It contrasts with the mealy-mouthed political sophistry of today’s Sinn Fein, many of whose members justify their current opportunism with their experience of previous sacrifice. As one comrade of mine put it, their descent into corruption is justified by the phrase ‘we’re worth it.’

Dolours’ interview is also interspersed with archival footage of the civil rights movement, which Dolours and her sister Marian joined, and the attacks on the movement by loyalists and police.  The demand for the most limited reforms was met by naked state and loyalist violence, with footage in the film of the ambush at Burntollet and the RUC attack on the 5thOctober civil rights march in Derry.

This has generally been passed over quickly in reviews but in the more recent media coverage, marking the 50thanniversary of these events, their importance to the creation of ‘the Troubles’ has been at least partially recognised.  It was obviously crucial to Dolours’ political development and from a socialist point of view led to a political and personal tragedy.  From such a viewpoint the alternative to the reform strategy of civil rights was not that of militarist republicanism, which Dolours notes she had at one time herself rejected.

From these attacks however, Dolours learned that “change would not be brought about by marching” and the objective of uniting Protestant and Catholic workers was the wrong one.  She came from a family steeped in republicanism, with her father taking part in the bombing of England during the Second World War, which Dolours seemed to regard as almost surreal in conception, while her aunt lived her life in the family home, having had her eyes and hands blown off while attempting to recover an IRA arms dump.

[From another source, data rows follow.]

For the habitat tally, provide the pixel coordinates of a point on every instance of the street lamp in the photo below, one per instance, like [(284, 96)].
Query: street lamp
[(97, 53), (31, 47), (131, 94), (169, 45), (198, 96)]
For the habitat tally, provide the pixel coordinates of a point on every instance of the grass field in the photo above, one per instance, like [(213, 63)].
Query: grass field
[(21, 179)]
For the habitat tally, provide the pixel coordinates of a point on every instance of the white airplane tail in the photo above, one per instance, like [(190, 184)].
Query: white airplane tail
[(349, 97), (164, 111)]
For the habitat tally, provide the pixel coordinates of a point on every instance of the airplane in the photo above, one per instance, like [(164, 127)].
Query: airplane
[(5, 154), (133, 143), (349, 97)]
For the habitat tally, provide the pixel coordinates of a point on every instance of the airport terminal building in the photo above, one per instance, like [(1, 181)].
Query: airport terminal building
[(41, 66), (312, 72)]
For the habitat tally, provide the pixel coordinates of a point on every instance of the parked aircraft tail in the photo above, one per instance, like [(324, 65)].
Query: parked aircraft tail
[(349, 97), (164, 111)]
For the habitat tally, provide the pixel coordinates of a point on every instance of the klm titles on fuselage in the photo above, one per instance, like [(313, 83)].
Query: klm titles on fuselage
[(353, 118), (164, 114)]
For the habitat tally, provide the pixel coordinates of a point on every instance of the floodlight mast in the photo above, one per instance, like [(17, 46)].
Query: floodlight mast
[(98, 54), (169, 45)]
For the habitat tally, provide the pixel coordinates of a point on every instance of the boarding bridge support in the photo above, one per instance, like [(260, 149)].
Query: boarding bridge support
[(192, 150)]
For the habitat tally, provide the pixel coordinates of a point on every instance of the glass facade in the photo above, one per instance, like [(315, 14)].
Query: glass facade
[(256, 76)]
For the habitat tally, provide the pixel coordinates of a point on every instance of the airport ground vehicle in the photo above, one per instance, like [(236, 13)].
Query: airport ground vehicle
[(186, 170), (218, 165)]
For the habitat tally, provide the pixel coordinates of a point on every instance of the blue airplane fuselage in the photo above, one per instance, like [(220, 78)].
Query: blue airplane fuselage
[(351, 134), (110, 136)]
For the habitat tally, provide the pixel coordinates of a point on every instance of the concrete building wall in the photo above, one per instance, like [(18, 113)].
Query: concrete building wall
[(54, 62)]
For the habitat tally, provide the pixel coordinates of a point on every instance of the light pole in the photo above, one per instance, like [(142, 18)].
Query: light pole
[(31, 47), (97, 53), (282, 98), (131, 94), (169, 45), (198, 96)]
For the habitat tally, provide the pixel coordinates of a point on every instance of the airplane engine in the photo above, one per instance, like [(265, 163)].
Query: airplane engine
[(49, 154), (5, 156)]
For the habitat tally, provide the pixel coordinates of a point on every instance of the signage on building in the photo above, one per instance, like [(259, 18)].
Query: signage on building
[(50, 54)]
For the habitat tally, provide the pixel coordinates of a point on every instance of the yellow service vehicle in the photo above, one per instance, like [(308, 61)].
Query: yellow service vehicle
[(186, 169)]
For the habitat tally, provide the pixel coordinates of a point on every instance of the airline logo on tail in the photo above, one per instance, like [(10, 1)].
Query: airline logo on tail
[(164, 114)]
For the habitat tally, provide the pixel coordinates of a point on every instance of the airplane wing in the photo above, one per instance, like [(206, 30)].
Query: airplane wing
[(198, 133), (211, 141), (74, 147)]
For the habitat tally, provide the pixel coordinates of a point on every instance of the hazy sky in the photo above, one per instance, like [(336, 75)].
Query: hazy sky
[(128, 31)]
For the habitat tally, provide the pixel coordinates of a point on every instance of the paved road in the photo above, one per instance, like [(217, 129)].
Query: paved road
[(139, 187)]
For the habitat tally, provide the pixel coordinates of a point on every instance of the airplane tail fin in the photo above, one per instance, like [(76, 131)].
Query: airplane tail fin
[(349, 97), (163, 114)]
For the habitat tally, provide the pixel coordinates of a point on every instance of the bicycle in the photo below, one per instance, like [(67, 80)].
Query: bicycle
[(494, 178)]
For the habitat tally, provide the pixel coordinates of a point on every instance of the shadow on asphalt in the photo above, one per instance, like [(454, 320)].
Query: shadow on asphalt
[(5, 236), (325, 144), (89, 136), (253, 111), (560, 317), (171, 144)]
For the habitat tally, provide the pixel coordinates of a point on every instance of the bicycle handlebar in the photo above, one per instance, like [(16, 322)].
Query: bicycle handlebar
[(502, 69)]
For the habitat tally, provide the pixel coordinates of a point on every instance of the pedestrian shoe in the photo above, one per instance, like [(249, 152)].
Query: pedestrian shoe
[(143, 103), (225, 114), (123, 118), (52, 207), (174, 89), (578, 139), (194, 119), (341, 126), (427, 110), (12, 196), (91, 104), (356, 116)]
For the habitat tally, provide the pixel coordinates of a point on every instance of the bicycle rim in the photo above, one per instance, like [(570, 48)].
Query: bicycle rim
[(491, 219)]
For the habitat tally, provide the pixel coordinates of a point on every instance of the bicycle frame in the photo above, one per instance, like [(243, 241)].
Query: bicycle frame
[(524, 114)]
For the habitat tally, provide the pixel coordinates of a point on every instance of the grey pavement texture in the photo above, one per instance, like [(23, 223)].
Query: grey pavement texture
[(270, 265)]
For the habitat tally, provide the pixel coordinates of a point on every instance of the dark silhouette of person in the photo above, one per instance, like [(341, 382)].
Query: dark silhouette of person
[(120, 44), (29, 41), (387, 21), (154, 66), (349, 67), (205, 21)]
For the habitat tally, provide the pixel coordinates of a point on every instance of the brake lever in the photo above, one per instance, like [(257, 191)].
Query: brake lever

She was ultimately to be the third generation of the family to end up in jail, which might appear to lead to the belief that she was born to be in the IRA.  But if this were so then she would be less intelligent and less human than the woman that appears on the screen.  She embraced the idealism of the civil rights movement and then rebelled against its perceived ineffectiveness in fighting oppression.  She devoted herself to the IRA and consciously submitted to it discipline.  She didn’t seek to avoid danger, and refused to present herself as a hero.

She does not embellish events or her participation in them, and attributes her passion and zeal to youthful ardour.  She makes statements she knows will not gain her any sympathy, such as her defense of the killing of informers, while she displays sympathy of her own years later for only one disappeared, someone who went to his death believing that this death was deserved, just as Dolours did.

The film shows a number of clips of IRA car bombs in Belfast City Centre, and some of their grisly effects, and records her seeming endorsement of the view that one bomb in England was worth many times that number in Ireland.  It dramatises her volunteering to participate in the bombing of London, having had the risks explained, and even as other IRA volunteers walked away.

While noting the immature behaviour of some of the male IRA volunteers in England, who failed to follow orders and got drunk, she also acknowledges that this made no difference, because the whole operation had already been compromised by informers.

She and her sister were caught, imprisoned in England, and went on hunger strike to demand that they serve their sentences in Ireland.  For most of the hunger strike, which lasted over 200 days, she and her sister were force fed, an experience that eventually resulted in Marian’s, and then her, early release.

The film invites some sympathy for her during this period and her resulting continuing ill health, which led to her eventual premature death.  It can hardly do anything else, just as the picture of bomb explosions and their aftermath can hardly do anything other than evoke the opposite. But it also should prompt questions, because it does an injustice to Dolours to assume that the decisions she made were inevitable.

How, for example, was it hoped that these bombs would achieve republican objectives if bombs in Belfast mattered so little?  And why did they continue for so many years?

That Dolours was not asked these questions is understandable.  The interview was a last testament, to be shown only after her death, and her ill health at that time made her vulnerable.  The journalist Ed Moloney has explained the backstory to the interview on his blog.  She therefore said what she wanted to say.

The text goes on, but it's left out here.